I recognized a short while ago that my phone is a problem. It keeps me from my children, my chores, and my life. Here are some steps I’ve taken to limit my phone use. Maybe some of them can help you:
1. Put your watch back on.
This one is simple and very effective. I realized that I mostly grab for my phone to check the time, but as soon as I do that, there are messages waiting to be answered and Facebook posts and a myriad of other things that will distract me. This is unnecessary. Instead, I went in my jewelry drawer and pulled out my old watch that I haven’t seen in years, a beautiful gift from my husband, and put it on again. This cut down on about 50% of the time I had my phone in my hand.
2. Schedule time to power the phone off.
During the school year when I am teaching my children, I have informed my husband (and anyone else who might be trying to reach me) that the phone goes off during school hours. That way, even if I reach for it, I won’t go through the process of powering it up because I will remember it is school time, not phone time. Since that was so successful, I also will power the phone off when I am visiting with friends or having conversations, so that I won’t be distracted by the phone. Strangely enough, you will find that people will wonder where you are if you turn off your phone for a few hours. It is such a strange time we live in when everyone knows your every move and it’s unusual to be out of touch. But by being “out of touch” on your phone for a while, you can focus on the people you need to be in touch with, both physically and mentally (the little people who are watching you very carefully).

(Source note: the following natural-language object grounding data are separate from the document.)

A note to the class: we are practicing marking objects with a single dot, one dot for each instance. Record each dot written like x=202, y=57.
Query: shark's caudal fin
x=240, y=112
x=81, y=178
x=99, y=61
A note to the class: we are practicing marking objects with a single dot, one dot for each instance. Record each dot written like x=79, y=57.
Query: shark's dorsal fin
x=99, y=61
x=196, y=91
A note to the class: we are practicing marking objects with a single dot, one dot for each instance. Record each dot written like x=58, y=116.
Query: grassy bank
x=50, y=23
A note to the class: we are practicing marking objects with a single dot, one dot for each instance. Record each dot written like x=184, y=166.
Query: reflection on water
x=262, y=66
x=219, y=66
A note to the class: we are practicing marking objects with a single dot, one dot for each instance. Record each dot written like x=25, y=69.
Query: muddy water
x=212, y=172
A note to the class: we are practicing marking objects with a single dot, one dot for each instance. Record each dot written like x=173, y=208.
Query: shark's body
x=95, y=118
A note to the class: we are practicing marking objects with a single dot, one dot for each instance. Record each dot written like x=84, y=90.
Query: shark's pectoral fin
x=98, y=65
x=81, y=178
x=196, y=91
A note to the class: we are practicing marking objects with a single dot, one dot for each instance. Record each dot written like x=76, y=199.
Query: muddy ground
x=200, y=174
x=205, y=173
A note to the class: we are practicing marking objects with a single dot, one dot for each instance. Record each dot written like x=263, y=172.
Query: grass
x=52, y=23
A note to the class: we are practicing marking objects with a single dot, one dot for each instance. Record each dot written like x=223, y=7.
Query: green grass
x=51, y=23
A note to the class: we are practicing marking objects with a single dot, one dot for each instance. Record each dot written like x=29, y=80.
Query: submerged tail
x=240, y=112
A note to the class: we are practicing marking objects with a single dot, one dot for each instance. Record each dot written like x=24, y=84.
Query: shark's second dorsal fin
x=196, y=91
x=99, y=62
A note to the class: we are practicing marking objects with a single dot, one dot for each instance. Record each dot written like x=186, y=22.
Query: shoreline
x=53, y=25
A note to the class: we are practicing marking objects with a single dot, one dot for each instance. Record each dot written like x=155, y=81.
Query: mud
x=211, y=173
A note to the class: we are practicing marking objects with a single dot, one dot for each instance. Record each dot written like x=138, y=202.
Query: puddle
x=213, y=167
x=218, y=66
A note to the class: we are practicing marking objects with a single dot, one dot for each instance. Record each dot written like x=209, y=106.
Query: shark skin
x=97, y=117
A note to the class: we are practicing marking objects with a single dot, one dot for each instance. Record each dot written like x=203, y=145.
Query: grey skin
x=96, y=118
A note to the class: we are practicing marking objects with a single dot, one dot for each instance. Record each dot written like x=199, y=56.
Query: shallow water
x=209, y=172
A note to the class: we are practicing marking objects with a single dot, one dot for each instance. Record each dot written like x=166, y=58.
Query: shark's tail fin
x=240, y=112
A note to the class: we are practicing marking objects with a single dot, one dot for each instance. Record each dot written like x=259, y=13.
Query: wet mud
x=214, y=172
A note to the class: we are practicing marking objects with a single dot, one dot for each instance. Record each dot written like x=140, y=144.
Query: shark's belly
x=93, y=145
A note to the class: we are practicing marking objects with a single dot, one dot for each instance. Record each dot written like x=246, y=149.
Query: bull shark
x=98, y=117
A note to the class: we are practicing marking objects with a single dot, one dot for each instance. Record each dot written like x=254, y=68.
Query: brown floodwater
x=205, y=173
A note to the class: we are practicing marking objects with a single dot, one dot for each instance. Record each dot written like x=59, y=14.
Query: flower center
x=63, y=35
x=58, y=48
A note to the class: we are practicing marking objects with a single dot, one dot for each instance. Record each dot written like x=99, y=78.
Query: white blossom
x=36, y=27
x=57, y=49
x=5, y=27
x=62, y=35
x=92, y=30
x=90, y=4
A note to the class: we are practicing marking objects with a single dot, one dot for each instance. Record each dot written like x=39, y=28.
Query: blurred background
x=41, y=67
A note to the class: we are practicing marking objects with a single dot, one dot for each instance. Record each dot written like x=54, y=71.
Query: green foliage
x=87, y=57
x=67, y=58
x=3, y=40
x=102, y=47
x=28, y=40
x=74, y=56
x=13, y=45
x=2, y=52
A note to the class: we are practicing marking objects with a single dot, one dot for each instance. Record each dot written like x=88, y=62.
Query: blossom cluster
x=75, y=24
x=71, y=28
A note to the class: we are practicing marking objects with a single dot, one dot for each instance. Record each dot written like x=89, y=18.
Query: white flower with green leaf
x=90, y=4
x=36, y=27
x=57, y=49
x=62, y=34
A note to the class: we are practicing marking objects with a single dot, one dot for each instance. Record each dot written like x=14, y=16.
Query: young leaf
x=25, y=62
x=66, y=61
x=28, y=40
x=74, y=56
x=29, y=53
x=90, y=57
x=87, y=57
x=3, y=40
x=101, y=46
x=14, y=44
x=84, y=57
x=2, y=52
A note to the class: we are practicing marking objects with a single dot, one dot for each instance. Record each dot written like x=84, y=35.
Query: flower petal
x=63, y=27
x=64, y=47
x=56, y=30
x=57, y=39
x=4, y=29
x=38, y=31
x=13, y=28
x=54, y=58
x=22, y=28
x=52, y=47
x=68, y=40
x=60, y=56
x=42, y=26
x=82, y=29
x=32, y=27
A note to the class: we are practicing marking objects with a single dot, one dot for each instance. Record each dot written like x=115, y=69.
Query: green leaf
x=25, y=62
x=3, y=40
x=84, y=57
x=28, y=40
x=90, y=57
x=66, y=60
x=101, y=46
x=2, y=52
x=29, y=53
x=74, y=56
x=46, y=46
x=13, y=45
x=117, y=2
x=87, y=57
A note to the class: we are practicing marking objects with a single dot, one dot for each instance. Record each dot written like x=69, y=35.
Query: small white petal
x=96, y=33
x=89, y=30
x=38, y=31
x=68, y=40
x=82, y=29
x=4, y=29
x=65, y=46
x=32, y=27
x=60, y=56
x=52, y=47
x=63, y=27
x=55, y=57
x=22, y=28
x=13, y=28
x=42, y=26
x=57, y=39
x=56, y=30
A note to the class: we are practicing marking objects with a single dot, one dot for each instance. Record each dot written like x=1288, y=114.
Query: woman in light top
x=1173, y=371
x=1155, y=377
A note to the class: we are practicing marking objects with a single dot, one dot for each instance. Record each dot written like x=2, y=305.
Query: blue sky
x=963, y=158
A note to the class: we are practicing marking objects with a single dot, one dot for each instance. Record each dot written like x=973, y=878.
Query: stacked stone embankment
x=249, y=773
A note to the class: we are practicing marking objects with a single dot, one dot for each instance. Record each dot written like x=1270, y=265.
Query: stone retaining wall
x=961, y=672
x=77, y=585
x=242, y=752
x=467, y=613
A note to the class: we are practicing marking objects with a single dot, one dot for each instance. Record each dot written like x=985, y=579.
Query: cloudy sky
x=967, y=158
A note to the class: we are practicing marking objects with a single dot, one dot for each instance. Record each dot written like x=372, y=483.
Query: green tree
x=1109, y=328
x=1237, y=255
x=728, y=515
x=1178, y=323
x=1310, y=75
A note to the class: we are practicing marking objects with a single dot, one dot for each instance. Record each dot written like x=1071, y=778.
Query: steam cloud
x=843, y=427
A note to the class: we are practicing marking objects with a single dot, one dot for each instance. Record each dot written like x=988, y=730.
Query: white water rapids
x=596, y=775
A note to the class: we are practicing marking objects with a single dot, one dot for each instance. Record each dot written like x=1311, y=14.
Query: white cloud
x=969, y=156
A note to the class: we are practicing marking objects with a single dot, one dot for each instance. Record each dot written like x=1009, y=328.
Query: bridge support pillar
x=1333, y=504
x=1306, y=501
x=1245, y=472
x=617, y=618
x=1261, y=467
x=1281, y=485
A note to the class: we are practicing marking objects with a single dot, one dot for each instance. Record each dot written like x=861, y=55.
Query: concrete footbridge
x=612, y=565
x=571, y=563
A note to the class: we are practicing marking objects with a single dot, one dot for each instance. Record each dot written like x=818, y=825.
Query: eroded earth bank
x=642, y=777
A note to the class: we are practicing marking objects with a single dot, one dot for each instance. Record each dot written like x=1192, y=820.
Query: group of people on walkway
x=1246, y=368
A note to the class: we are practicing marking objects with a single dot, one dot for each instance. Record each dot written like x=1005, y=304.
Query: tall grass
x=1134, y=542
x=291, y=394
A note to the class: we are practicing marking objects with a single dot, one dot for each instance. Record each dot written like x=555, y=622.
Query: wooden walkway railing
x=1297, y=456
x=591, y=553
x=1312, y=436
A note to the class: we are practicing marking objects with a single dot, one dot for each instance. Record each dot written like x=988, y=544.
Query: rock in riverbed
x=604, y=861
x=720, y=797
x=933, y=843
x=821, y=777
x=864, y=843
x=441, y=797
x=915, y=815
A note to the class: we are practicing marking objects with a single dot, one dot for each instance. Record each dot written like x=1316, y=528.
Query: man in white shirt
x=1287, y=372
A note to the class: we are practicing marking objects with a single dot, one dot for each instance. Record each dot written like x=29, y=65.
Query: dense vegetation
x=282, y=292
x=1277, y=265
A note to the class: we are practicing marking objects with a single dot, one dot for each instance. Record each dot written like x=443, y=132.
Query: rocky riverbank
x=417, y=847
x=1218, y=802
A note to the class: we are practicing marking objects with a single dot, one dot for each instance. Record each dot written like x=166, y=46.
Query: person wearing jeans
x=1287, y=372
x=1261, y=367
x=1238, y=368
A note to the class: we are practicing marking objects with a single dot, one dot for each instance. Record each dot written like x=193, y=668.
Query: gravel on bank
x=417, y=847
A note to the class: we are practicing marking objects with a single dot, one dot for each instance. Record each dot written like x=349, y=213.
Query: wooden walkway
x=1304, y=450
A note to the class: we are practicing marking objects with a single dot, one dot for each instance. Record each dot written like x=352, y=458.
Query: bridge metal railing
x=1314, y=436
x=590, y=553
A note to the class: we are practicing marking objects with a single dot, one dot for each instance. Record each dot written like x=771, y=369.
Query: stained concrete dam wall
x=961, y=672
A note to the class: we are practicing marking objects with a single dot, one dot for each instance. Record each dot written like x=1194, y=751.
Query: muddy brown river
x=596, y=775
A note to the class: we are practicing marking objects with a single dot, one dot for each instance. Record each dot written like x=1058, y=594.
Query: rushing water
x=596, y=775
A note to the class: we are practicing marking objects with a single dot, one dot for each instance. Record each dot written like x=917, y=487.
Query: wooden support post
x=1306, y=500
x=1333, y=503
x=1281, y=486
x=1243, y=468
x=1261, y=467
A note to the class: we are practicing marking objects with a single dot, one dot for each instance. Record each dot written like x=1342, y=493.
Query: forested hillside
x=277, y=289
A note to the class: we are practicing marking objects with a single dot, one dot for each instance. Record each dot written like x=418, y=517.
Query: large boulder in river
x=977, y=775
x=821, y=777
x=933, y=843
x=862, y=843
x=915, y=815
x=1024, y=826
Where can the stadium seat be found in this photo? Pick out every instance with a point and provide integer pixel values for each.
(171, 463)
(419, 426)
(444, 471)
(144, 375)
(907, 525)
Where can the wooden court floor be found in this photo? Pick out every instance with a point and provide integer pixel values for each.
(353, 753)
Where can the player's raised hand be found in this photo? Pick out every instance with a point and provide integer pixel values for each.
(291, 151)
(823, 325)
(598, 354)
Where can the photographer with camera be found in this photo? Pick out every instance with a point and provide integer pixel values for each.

3. Phones don’t belong on dates.
This one is a difficulty because my husband and I find ourselves saying things like “check on your map” or “google this or that” when we are out together and that’s okay, but again…getting sidetracked is a problem and the next thing you know you’re staring silently at your phone instead of at your spouse. This drives my husband crazy. I would say the power off solution would work, except there’s always the babysitter text which could show up that needs answering. The solution is to put the phone away–out of sight–and check periodically for emergencies from the sitter.
4. No phones in bed–sort of.
I’m still working on this. Studies show that looking at screens before sleep disrupts sleep patterns and causes sleeplessness. But it does seem to be the best place to catch up on whatever you missed during the day. It’s a place where there’s no guilt for browsing, since everyone is asleep and you’re having down time. It’s the 21st century “reading” before bed. I do most of my reading of the news on my phone. The one thing I try to do is take cues from my husband. If he is reading his device, I will read mine. If he puts his down, I do too. No one wants to be kept awake by a blue light in their face.
5. Try leaving it at home.
This one hurts, I know. But a short trip to the grocery store really doesn’t require a phone. A trip to the park doesn’t require a phone. None of us are so important that we must be “in touch” every second of the day. If we are honest, we know we don’t take our phones so people can reach us (because no one answers the phone anymore) but we have them to be our boredom crushers. We want them for waiting in lines, sitting in the park while kids play, or waiting at a doctor’s office. It’s about entertainment, not emergency. Do you really need to be entertained 24/7? We try to teach our kids to entertain themselves– to play with sticks and build forts. But we are not willing to entertain ourselves without our phones…this is not going to work. Next time you go for a walk or to the store, leave the phone. It’s going to feel like a limb is missing, but eventually it will feel more normal and you will notice the sky is brighter and the flowers smell sweeter. There is life out here, be present in it.